Pavel Riha
2015-Apr-15 15:05 UTC
[Gluster-users] how to check/fix underlaying partition error?
Thank you for your reply. but btw what is the right way to do this? stoping the glusterd service does not stop the glustefsd daemons itself https://bugzilla.redhat.com/show_bug.cgi?id=988946 and I have more volumes running, but only one with this problem. I haven't found any official way how to stop the process, so I just KILLed them. It worked.. partiton repaired, seems ok for now. But how to run the brick again?? I didn't save the cmdline showed in ps, but it was crazy. As I see the other running .. there are crazy numbers (uuid, socked, port) and the port (for ex) is not the same as on the other server... so I restarted the glusterd service .. nothing happend .. I was hopeless .. but after a while I recognized, that the process is running, so maybe the glusterd started it after a while there should be some way to stop or at least start one brick Pavel On 15.4.2015 11:59, Sander Zijlstra wrote:> Hi Pavel, > > you can simply stop the glusterd service and run the fsck, it's similar to rebooting a server which is part of a replicated volume. If all is ok before you can simply take down one of the two and once it comes back online it will be heal each file which hasn't been copied allready. > > Do take care of any client which has the volume mounted using the server you take down; that will loose connection also. > > Met vriendelijke groet / kind regards, > > Sander Zijlstra > > Linux Engineer | SURFsara | Science Park 140 | 1098XG Amsterdam | > +31 (0)6 43 99 12 47 | sander.zijlstra at surfsara.nl | www.surfsara.nl | > > ----- Original Message ----- > From: "Pavel Riha" <pavel.riha at trilogic.cz> > To: gluster-users at gluster.org > Sent: Wednesday, 15 April, 2015 10:28:50 > Subject: [Gluster-users] how to check/fix underlaying partition error? > > Hi guys, > > I have replicated glusterfs (v3.4.2) on two server and I found logs > filled by IO error on one server only.
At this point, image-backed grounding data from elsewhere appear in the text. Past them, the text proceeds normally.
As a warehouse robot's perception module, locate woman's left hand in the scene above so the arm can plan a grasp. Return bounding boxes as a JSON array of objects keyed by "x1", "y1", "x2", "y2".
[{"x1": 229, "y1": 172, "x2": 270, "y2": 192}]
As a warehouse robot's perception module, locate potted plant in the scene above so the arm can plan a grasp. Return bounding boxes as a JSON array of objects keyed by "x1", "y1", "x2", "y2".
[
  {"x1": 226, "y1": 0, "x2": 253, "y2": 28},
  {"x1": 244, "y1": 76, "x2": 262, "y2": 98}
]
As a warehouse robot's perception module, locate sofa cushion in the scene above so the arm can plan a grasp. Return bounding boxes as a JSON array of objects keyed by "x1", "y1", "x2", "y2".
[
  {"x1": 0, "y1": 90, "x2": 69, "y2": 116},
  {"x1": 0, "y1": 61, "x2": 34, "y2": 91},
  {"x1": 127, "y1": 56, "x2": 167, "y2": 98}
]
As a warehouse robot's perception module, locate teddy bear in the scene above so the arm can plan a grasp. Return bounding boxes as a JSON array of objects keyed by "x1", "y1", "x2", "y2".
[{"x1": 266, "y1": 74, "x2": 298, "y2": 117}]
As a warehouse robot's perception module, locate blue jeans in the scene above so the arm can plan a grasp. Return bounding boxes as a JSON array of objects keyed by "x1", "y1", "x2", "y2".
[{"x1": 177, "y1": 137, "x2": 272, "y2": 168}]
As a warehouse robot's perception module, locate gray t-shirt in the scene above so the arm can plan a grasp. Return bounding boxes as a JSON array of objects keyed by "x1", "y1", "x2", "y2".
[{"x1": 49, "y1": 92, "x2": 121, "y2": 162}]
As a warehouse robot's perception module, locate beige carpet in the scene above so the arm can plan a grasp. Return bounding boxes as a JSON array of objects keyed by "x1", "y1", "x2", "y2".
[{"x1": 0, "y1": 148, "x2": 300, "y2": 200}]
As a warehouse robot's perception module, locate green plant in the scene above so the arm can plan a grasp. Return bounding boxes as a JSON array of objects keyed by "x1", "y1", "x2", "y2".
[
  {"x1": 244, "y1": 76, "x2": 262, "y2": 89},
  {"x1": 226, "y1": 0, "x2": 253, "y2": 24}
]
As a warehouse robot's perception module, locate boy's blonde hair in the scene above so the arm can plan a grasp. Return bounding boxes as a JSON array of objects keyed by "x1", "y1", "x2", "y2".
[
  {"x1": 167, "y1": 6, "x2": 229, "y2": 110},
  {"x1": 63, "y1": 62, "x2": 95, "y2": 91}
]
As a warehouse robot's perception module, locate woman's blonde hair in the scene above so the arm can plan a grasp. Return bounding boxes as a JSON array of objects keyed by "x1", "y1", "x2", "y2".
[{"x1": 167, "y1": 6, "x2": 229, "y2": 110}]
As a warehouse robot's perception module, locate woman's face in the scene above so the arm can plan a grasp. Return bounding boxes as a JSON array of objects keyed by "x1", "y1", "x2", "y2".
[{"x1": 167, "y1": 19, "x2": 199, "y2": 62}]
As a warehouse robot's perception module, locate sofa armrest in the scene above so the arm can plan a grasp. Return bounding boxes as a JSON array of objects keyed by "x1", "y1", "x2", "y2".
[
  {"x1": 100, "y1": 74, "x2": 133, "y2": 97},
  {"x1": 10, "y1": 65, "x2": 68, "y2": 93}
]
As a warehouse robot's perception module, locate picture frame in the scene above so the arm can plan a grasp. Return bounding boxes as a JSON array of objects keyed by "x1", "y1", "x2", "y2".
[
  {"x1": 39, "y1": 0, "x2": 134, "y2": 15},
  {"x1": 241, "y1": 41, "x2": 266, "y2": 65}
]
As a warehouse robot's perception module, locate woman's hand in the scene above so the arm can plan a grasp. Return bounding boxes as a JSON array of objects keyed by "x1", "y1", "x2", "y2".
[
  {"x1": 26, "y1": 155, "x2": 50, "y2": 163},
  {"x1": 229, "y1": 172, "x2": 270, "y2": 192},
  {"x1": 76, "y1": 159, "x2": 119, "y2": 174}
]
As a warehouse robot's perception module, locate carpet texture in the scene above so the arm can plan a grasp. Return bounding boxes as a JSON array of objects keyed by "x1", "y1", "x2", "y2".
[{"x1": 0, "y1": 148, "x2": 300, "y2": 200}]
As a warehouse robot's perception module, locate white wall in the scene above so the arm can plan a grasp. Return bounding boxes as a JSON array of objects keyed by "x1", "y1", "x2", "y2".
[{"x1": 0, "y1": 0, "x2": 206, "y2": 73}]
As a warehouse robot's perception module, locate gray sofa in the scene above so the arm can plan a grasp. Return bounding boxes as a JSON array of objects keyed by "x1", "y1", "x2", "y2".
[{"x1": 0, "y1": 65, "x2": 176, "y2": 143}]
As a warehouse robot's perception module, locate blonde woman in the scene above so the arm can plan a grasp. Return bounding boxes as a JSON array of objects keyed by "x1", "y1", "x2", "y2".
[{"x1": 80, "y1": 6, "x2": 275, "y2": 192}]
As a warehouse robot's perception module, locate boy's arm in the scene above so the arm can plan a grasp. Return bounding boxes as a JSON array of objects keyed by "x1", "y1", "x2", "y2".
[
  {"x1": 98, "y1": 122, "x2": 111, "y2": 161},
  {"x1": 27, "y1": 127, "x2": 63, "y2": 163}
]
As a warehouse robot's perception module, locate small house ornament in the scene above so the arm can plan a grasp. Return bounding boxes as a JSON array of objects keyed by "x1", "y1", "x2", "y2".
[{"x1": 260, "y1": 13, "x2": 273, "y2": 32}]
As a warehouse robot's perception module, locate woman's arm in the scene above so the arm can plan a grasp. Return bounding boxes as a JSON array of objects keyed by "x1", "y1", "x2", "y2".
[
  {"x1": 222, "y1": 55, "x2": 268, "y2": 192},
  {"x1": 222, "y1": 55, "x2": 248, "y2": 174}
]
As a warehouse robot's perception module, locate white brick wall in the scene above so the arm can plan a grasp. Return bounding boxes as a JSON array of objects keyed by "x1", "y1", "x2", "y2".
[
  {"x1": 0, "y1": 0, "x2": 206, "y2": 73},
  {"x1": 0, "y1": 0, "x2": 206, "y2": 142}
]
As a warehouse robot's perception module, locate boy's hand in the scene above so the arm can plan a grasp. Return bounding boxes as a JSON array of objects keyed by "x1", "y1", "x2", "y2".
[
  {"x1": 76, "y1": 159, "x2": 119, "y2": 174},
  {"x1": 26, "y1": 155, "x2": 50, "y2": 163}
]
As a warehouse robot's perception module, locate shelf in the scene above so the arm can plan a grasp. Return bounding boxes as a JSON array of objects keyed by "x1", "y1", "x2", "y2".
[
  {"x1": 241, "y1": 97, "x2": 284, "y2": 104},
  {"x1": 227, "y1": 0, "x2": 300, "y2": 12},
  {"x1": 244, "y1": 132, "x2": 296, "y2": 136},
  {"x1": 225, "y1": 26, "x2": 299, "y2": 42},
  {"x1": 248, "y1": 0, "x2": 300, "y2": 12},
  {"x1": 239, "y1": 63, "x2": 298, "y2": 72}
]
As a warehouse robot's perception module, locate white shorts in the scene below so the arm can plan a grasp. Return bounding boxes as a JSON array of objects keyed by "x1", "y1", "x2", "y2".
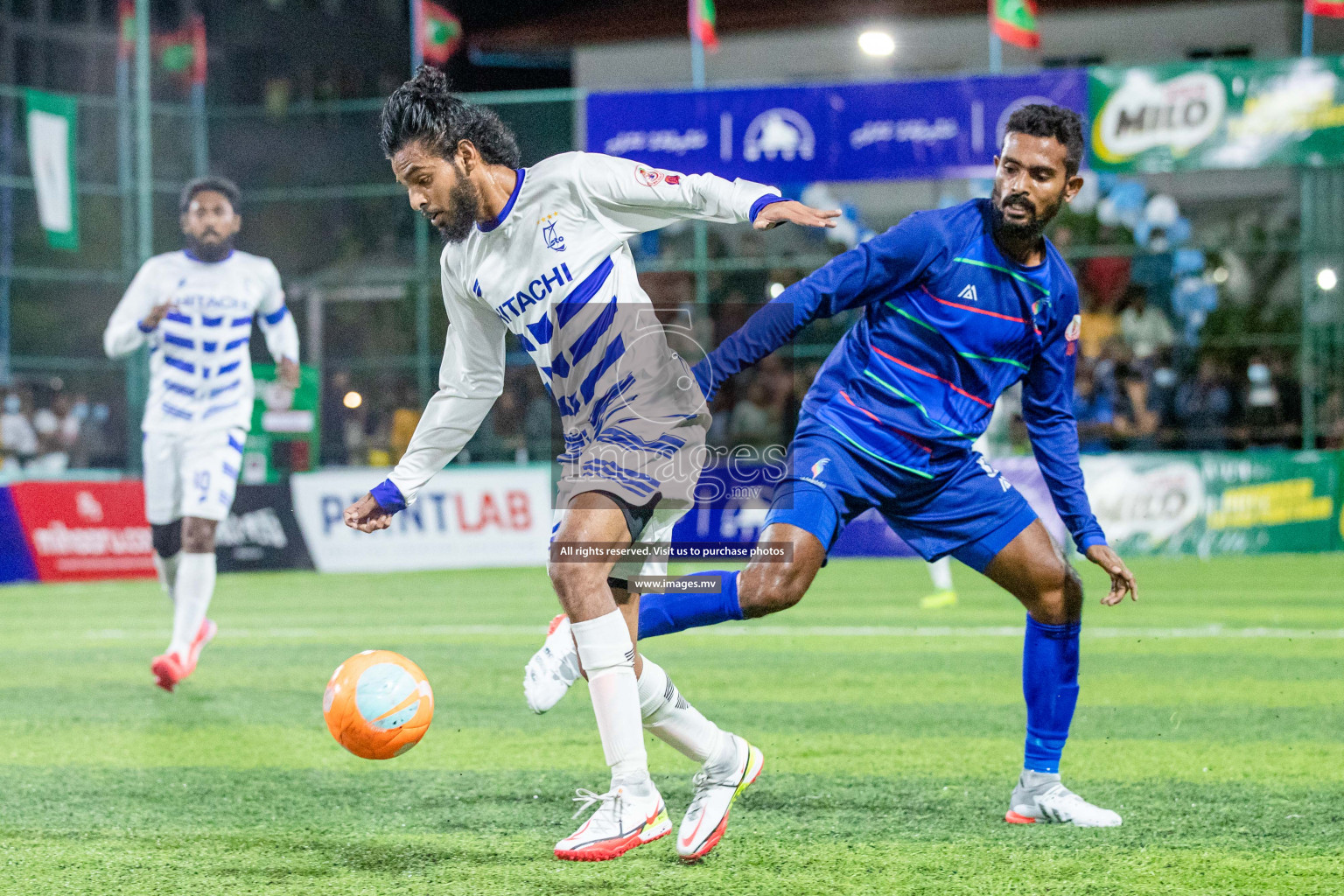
[
  {"x1": 551, "y1": 501, "x2": 687, "y2": 582},
  {"x1": 141, "y1": 429, "x2": 248, "y2": 525}
]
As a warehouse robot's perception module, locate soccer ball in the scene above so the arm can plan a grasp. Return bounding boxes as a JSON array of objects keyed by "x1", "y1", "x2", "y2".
[{"x1": 323, "y1": 650, "x2": 434, "y2": 759}]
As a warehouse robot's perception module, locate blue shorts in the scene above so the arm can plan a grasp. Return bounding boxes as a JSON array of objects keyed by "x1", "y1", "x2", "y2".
[{"x1": 765, "y1": 432, "x2": 1036, "y2": 572}]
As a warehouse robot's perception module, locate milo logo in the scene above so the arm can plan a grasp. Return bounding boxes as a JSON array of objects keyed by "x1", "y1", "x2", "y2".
[{"x1": 1093, "y1": 70, "x2": 1227, "y2": 163}]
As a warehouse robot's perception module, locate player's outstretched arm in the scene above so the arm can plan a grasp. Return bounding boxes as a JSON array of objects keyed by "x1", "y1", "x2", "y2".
[
  {"x1": 752, "y1": 199, "x2": 842, "y2": 230},
  {"x1": 346, "y1": 492, "x2": 393, "y2": 532},
  {"x1": 256, "y1": 262, "x2": 298, "y2": 388},
  {"x1": 1088, "y1": 544, "x2": 1138, "y2": 607},
  {"x1": 346, "y1": 273, "x2": 506, "y2": 532},
  {"x1": 102, "y1": 262, "x2": 172, "y2": 357},
  {"x1": 694, "y1": 212, "x2": 948, "y2": 399},
  {"x1": 570, "y1": 153, "x2": 840, "y2": 239}
]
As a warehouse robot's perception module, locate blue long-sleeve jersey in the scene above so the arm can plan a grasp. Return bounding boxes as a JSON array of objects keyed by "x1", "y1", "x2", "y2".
[{"x1": 695, "y1": 199, "x2": 1106, "y2": 550}]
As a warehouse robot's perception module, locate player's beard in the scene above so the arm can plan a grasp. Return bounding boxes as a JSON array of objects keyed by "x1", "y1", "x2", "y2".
[
  {"x1": 989, "y1": 184, "x2": 1065, "y2": 243},
  {"x1": 184, "y1": 234, "x2": 234, "y2": 262},
  {"x1": 436, "y1": 168, "x2": 481, "y2": 243}
]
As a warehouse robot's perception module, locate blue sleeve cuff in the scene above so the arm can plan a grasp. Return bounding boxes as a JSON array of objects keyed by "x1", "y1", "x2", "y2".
[
  {"x1": 369, "y1": 480, "x2": 406, "y2": 513},
  {"x1": 1078, "y1": 535, "x2": 1106, "y2": 550},
  {"x1": 747, "y1": 193, "x2": 789, "y2": 224}
]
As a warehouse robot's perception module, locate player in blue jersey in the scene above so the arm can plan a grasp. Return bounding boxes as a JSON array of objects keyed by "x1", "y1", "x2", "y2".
[{"x1": 524, "y1": 105, "x2": 1137, "y2": 826}]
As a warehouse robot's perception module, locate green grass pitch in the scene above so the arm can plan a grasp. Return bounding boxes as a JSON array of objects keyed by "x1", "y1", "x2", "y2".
[{"x1": 0, "y1": 555, "x2": 1344, "y2": 896}]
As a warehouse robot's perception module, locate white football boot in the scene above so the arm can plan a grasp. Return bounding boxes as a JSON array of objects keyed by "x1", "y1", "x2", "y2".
[
  {"x1": 555, "y1": 782, "x2": 672, "y2": 863},
  {"x1": 523, "y1": 612, "x2": 579, "y2": 715},
  {"x1": 676, "y1": 735, "x2": 765, "y2": 863},
  {"x1": 1004, "y1": 778, "x2": 1121, "y2": 828}
]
But in /var/log/messages is no hw > error, only XFS error, so I gues the filesystem could be corrupted > > My question is, how to stop or pause this brick and run fsck ? > From the replicate feature I'm expecting no need to stop the gluster > volume (there are some xen VM running) > > what is the right way to do it? with the later re-adding and fast > rebuild/sync in mind.. > > thank for tips > > Pavel > > _______________________________________________ > Gluster-users mailing list > Gluster-users at gluster.org > http://www.gluster.org/mailman/listinfo/gluster-users >
Jiri Hoogeveen
2015-Apr-16 06:49 UTC
[Gluster-users] how to check/fix underlaying partition error?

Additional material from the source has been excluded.